Hackers are increasingly targeting third party tools and widgets installed on a retailer’s website, such as chatbots, Cox noted, as once the code is compromised on one site, it is easy to replicate the vulnerability on any site using the software.
She warned that this type of attack might be a “blind spot” for retailers, as they rely on third parties to manage the data and security features on apps and bots installed on their sites, meaning cyber criminals can slip through undetected.
Cox said that formjacking had become an increasingly popular technique because the online trade in payment and credit card details has become a lucrative business for criminals operating on the dark web.

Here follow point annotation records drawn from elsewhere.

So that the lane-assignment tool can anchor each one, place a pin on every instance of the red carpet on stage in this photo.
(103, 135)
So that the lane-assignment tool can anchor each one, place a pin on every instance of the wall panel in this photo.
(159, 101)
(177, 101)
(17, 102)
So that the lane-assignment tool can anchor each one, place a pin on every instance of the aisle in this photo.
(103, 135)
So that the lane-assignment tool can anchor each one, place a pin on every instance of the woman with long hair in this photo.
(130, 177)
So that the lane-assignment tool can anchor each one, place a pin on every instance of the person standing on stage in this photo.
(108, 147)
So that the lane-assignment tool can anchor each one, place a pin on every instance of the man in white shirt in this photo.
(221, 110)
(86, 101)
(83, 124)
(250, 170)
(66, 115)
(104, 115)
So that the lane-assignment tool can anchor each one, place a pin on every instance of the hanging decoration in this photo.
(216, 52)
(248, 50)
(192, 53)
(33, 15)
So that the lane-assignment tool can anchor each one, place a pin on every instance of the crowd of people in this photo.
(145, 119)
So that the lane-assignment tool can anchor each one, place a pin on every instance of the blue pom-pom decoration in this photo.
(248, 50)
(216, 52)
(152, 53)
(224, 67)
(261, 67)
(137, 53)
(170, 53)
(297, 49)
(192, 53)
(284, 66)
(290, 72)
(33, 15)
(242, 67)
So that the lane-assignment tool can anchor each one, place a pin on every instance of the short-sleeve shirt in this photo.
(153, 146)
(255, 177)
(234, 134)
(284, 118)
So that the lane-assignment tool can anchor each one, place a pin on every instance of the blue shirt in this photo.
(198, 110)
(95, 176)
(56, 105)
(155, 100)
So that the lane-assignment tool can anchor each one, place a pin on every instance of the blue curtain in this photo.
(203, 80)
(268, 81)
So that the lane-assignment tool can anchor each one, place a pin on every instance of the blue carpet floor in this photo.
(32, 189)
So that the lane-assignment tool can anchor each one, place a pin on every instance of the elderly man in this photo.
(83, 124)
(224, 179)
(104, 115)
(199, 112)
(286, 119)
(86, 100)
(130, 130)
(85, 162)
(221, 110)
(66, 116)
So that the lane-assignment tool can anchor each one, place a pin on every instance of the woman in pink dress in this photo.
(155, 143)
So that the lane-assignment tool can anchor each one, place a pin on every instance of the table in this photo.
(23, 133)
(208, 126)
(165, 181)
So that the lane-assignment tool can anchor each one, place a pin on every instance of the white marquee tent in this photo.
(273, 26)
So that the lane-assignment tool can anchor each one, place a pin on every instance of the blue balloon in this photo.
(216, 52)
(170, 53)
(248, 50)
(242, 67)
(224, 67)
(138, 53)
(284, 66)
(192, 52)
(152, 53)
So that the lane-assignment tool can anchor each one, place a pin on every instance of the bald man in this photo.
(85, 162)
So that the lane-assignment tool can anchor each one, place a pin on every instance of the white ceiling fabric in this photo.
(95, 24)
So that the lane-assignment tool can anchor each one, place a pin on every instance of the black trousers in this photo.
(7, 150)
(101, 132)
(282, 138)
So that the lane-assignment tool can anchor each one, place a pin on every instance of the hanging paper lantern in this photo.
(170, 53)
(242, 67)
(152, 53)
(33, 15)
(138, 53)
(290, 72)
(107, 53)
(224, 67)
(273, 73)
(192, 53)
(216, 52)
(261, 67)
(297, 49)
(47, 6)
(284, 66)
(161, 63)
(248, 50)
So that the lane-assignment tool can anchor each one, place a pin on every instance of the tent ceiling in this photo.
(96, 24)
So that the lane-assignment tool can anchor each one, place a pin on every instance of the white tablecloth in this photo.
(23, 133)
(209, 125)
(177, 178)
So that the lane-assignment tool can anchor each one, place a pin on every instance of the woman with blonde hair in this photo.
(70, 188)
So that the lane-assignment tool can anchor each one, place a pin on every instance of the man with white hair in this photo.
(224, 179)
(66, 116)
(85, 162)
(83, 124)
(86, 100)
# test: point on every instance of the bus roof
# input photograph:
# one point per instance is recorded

She explained that it was possible for hackers to sell a complete data set, with name, address, credit card and account details for up to $45 each, meaning that if just 10 per cent of the 4,800 attempts to steal data were successful, a hacker could expect to make $2.2 million.
Looking ahead to the threat landscape for online retail, Cox said that it is likely that the trend for formjacking will be short term, as criminals “pile on it” before switching to another technique, as cyber security firms and software catch up with their methods.
“When things get a lot of attention, they know they only have a very limited time,” she said.
In order to guard against online fraud linked to formjacking and other retail-related fraud, Cox said: “Consumers should be monitoring their cards and account balances for any unexplained transactions, as they [cyber criminals] might try out smaller transactions as a test.”
She explained that online shoppers have now become wiser to the potential for hacking and ransomware attacks, and are less likely to pay up for the return of their data as their devices sync their information automatically to the cloud.
As a result, the total number of ransomware infections was down for the first time since 2013, registering a drop of 20 per cent, while the rate of enterprise ransomware bucked this trend with a jumped of 12 per cent.
“Enterprises are being individually targeted by ransomware attacks because they are targeting organisations that can’t afford to have downtime”, Cox explained.